Cloud servers and storage deployed in this manner has a significantly lower risk of data exposure than those lacking these controls.
UpGuard also provides external vendor assessment, analyzing and visualizing the relative risk posed by third parties charged with handling your data. Compare vendors and partners to similar companies to see how they measure up within their field. Our external assessment aggregates every relevant security practice visible from the internet into a single risk score.
This includes website details for all of a vendor’s URLs; email and domain safety, such as protocols against phishing; open ports, like Microsoft’s SMB which has been exploited by ransomware attacks like WannaCry and Petya, and business details including employee satisfaction and CEO approval ratings.

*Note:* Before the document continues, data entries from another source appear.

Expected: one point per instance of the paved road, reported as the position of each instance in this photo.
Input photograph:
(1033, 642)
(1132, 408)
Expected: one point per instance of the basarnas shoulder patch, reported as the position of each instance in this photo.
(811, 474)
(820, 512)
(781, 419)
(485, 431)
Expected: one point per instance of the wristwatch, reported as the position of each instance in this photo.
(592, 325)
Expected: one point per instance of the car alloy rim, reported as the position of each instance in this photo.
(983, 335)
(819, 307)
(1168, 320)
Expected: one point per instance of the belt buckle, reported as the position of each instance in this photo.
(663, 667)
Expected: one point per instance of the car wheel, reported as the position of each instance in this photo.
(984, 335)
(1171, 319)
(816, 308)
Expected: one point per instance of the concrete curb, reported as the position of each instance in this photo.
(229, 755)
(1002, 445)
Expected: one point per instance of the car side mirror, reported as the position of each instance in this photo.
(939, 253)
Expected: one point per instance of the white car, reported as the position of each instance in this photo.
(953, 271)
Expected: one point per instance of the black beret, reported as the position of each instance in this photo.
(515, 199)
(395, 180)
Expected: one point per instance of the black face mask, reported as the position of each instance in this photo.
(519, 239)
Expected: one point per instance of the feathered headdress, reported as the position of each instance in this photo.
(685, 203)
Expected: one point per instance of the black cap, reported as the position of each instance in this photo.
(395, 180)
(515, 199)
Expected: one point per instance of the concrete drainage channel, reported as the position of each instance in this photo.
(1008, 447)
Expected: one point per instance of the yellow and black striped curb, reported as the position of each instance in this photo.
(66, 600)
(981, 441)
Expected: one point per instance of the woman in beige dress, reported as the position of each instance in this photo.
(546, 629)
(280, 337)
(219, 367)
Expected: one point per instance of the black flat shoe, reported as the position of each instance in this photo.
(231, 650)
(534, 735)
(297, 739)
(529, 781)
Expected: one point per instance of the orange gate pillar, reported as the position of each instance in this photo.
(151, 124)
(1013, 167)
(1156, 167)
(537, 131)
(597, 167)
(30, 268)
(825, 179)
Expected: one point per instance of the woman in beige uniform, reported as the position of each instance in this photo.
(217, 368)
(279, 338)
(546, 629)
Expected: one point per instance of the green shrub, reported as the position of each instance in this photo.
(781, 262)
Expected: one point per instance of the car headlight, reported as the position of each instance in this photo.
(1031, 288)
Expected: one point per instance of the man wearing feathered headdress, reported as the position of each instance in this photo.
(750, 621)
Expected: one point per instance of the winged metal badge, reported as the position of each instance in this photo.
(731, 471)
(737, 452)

Cloud leaks are the result of operational error– not human error. A process is missing the necessary controls to reliably produce good results over time. The way to prevent cloud leaks is to shore up those operational gaps by instituting automated validation across all critical assets. The reason cloud leaks happen is because nobody knows that sensitive data is exposed to the internet. Process controls, like those outlined above, guarantee that such knowledge is surfaced immediately, so that it can be fixed before it becomes a bigger problem. UpGuard helps prevent data breaches in the cloud and on-premises by automating and visualizing these process controls.